The four women sought refuge in the Fifth Amendment and declined to answer many questions. They claim their testimony might tend to incriminate them as participants in a federal criminal conspiracy or in federal penal provisions of the income tax law.


The government says the four are beyond the pale of Hoffman v. United States, 341 U.S. 479, 71 S.Ct. 814, 95 L.Ed. 1118. They say they are within it. Were we only concerned with Hoffman, the government might have an arguable position. But in our judgment its position is swept away by Simpson et al. v. United States, 355 U.S. 7, 78 S.Ct. 14, 2 L.Ed.2d 22. That decision, in its totality, reads as follows:


'Per Curiam. The petition for writ of certiorari is granted. Upon consideration of the entire record and the confession of error by the Solicitor General, the judgments of the United States Court of Appeals for the Ninth Circuit are reversed. Hoffman v. United States, 341 U.S. 479 (71 S.Ct. 814, 95 L.Ed. 1118).'


The cases so reversed are reported as Simpson v. United States, 9 Cir., 241 F.2d 222; Wollam v. United States, 9 Cir., 244 F.2d 212; and MacKenzie v. United States, 9 Cir., 244 F.2d 712.


Whether one may think the possibility of incrimination had any real practical significance here, it is easy to compare the facts with those in Simpson, Wollam, and MacKenzie. When one makes that comparison one finds the facts here safely within the privilege.
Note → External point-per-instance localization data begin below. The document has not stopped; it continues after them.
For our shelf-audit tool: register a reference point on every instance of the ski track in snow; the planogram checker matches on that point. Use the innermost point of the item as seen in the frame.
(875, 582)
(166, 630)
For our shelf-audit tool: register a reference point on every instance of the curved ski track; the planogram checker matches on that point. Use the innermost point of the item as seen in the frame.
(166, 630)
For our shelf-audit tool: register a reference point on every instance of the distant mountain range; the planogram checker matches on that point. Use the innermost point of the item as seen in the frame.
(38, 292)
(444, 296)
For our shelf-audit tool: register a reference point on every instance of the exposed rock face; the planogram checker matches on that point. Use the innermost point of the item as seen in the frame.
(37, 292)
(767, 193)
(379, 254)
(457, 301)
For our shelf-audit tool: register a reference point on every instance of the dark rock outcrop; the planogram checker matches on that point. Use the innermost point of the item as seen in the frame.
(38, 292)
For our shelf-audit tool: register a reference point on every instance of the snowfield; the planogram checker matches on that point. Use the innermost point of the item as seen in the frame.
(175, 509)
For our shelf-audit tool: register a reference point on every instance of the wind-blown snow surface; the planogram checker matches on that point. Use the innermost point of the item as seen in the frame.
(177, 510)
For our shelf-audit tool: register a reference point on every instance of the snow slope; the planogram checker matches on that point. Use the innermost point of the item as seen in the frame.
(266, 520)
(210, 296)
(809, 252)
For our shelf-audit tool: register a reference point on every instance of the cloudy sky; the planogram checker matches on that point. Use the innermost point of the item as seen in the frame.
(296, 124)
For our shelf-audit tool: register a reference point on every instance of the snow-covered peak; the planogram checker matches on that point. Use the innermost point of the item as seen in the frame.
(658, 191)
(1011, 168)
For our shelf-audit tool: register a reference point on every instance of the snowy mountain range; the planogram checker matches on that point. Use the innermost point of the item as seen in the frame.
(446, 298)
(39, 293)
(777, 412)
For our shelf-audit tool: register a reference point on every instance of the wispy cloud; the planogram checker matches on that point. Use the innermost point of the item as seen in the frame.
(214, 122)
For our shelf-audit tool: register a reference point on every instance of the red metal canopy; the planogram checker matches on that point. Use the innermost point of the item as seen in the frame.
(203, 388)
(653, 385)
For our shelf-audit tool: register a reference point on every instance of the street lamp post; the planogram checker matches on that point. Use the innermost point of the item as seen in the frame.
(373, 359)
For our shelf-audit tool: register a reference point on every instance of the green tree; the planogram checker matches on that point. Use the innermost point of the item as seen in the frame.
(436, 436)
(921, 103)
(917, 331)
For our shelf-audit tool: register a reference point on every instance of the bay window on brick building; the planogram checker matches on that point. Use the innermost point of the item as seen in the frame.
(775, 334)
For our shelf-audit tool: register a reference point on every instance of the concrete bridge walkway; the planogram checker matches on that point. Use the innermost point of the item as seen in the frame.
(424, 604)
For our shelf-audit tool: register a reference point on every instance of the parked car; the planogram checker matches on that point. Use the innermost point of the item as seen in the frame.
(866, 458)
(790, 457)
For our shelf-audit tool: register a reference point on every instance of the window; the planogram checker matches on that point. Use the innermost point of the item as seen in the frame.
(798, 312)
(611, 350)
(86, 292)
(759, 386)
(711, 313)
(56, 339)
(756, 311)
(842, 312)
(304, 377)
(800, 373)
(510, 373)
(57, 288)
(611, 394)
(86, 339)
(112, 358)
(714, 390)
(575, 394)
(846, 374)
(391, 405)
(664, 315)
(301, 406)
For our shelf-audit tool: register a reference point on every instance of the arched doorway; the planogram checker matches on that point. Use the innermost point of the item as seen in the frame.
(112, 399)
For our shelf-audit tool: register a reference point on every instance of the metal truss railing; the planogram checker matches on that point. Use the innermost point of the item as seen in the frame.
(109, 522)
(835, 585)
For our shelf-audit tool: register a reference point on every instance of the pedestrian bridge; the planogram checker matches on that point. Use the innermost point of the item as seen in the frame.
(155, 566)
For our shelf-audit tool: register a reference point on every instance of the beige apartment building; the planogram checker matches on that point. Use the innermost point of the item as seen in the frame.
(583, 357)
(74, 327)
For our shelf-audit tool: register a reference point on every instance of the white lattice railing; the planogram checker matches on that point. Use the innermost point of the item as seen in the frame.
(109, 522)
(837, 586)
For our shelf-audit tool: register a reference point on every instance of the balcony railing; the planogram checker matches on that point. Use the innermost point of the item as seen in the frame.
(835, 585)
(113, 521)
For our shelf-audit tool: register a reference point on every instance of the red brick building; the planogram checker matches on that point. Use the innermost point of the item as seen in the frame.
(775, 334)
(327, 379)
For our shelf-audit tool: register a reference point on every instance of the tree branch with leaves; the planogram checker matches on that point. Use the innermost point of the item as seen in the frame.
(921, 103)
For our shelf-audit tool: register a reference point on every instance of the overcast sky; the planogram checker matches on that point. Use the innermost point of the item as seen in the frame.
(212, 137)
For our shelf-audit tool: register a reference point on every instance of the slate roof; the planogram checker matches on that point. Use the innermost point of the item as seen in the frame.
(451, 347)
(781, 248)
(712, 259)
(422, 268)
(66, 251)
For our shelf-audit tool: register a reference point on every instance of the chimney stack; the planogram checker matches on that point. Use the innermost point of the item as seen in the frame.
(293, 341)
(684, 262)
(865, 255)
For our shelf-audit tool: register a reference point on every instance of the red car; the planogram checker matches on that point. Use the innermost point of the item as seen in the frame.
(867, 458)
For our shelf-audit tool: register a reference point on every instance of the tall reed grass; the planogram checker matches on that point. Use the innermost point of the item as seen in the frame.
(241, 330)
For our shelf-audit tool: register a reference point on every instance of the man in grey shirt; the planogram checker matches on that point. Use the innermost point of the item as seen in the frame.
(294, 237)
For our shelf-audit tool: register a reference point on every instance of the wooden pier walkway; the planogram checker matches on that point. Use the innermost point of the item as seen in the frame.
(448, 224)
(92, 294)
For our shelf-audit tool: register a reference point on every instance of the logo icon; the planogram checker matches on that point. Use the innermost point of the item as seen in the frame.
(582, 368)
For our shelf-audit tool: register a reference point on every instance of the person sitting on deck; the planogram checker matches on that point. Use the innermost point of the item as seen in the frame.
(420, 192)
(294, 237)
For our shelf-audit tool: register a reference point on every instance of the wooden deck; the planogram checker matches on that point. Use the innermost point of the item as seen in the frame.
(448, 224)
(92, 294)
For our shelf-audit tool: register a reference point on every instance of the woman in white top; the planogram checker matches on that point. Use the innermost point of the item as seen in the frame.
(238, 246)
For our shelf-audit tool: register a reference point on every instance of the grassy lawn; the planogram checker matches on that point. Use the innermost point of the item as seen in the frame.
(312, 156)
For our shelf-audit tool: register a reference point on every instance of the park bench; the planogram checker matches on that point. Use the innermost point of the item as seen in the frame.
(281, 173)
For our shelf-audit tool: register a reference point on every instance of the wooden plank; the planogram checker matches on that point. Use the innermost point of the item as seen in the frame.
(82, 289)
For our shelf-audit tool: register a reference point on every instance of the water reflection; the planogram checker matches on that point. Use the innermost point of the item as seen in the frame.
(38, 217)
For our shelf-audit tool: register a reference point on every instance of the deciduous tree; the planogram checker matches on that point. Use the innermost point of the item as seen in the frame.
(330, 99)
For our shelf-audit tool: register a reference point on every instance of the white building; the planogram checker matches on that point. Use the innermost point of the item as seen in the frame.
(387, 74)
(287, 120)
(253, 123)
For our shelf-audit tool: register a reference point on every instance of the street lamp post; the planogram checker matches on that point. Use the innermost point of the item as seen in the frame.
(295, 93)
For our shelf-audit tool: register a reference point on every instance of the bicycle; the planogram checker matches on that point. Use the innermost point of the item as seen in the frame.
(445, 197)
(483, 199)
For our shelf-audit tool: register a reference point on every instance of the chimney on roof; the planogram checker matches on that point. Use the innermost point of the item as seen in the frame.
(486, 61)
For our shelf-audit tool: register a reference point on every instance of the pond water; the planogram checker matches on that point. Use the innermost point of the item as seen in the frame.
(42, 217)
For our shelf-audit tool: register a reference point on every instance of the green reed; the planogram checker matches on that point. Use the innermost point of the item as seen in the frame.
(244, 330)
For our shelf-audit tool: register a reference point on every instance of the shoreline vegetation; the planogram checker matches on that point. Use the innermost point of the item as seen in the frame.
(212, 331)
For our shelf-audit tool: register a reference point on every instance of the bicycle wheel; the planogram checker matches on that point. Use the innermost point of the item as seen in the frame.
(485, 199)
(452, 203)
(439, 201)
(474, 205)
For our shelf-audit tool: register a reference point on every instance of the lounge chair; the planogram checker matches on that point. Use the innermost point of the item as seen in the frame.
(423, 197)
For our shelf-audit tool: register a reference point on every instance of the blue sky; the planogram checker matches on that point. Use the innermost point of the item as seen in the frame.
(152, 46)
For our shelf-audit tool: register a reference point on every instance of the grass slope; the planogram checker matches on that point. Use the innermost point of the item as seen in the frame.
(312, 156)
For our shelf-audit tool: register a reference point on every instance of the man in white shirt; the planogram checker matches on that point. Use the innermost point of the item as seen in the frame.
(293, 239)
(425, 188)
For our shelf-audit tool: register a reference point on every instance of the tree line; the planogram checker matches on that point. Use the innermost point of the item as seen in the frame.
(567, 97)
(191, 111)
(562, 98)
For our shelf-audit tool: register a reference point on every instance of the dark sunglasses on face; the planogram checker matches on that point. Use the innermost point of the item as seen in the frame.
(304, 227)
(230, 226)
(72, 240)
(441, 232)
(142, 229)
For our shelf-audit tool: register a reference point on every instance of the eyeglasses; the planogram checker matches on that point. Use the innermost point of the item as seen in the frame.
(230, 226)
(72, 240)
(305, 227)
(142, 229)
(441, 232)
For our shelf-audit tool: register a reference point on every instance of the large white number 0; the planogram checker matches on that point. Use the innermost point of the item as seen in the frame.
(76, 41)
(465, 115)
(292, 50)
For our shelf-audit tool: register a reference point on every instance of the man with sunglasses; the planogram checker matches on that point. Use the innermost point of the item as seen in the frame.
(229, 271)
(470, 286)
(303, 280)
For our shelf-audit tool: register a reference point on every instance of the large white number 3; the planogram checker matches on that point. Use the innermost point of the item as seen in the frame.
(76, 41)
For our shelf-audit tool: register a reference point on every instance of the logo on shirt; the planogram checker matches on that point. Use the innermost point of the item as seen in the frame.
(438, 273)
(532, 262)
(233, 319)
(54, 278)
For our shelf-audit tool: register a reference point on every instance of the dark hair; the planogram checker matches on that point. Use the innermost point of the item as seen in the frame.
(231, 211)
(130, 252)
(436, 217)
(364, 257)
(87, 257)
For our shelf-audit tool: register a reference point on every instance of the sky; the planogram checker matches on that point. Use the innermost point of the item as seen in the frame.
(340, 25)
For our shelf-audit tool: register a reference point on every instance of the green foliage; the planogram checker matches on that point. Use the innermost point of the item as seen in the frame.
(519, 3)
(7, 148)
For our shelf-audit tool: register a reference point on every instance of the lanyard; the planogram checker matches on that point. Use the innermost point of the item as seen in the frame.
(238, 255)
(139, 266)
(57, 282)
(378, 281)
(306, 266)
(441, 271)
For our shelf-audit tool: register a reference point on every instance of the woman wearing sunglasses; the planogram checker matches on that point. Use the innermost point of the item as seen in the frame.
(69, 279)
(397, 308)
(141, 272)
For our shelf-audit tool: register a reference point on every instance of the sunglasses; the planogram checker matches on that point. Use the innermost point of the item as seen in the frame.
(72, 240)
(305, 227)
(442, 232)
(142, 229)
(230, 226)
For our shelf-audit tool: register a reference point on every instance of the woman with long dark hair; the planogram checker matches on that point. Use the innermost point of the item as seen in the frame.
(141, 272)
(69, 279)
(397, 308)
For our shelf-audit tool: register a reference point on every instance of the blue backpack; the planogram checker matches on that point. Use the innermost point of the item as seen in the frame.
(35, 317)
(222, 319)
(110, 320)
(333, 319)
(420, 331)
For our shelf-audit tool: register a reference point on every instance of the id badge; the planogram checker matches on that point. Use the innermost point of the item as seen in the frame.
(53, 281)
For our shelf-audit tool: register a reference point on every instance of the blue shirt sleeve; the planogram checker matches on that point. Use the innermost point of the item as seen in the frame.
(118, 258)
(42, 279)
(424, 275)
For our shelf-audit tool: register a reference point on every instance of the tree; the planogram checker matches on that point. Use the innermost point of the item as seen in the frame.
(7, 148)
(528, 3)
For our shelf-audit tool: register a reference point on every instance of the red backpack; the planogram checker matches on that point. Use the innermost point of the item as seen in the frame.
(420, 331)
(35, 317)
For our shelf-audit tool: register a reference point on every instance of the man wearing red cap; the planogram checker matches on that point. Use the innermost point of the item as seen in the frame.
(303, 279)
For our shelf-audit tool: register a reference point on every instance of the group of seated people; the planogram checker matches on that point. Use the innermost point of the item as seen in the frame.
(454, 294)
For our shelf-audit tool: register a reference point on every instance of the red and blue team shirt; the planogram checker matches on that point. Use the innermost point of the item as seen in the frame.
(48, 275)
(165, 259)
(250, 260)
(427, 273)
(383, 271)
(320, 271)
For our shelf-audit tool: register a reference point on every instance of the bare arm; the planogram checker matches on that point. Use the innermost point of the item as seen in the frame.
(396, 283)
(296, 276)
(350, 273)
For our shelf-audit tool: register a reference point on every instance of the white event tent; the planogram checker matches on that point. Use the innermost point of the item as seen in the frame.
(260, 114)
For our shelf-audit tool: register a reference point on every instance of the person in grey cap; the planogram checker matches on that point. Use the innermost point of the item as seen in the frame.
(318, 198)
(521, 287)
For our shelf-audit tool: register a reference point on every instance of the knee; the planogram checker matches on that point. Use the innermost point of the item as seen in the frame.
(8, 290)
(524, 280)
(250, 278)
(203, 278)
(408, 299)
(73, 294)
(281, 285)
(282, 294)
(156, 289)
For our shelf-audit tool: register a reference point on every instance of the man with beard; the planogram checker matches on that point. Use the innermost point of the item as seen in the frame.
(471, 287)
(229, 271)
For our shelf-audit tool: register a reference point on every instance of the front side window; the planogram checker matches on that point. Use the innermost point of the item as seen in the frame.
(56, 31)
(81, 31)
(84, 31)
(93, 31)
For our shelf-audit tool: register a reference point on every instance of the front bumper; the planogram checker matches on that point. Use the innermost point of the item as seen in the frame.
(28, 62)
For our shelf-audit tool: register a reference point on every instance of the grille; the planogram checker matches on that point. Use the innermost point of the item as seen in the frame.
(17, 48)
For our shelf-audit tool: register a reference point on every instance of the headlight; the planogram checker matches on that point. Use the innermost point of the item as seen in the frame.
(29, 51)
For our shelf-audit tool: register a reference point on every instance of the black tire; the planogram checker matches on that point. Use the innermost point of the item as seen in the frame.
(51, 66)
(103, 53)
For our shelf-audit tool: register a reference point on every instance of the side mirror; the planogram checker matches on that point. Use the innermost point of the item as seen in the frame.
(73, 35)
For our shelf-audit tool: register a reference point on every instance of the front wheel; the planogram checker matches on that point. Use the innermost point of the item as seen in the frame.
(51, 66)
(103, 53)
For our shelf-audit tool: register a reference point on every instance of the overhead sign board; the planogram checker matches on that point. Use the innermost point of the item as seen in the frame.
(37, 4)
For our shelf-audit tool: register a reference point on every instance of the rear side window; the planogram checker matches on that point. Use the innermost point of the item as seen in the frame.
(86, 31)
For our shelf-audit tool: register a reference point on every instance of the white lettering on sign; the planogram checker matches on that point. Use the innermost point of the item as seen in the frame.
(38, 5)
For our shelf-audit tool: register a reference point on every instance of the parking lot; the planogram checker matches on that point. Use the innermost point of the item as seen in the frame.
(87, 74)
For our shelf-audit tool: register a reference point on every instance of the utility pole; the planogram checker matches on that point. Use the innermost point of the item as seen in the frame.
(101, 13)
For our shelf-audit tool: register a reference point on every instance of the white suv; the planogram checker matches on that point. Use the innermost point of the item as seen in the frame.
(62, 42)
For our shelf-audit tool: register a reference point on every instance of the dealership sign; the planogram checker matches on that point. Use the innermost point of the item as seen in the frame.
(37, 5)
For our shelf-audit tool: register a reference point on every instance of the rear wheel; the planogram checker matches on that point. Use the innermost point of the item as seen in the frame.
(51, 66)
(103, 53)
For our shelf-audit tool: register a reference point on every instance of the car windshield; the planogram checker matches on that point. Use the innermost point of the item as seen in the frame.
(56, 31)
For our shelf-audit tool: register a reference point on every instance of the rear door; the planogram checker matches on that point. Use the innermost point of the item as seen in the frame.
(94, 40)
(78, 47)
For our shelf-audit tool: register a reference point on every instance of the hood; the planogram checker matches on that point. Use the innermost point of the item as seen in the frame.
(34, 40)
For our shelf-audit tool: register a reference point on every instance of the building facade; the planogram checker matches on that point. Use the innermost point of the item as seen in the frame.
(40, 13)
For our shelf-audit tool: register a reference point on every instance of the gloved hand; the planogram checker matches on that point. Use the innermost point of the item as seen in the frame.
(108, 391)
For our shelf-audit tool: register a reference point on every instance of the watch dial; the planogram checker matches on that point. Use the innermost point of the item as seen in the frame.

We would not joust with the solicitor general for following the dictates of his conscience and for correctly anticipating the Supreme Court's view, but in the frame the reversal of the three cases is found they too easily can escape detection in ordinary fast research. It is obvious that more than one trial court and one district attorney have not been adivsed directly of these three cases and the department's own views.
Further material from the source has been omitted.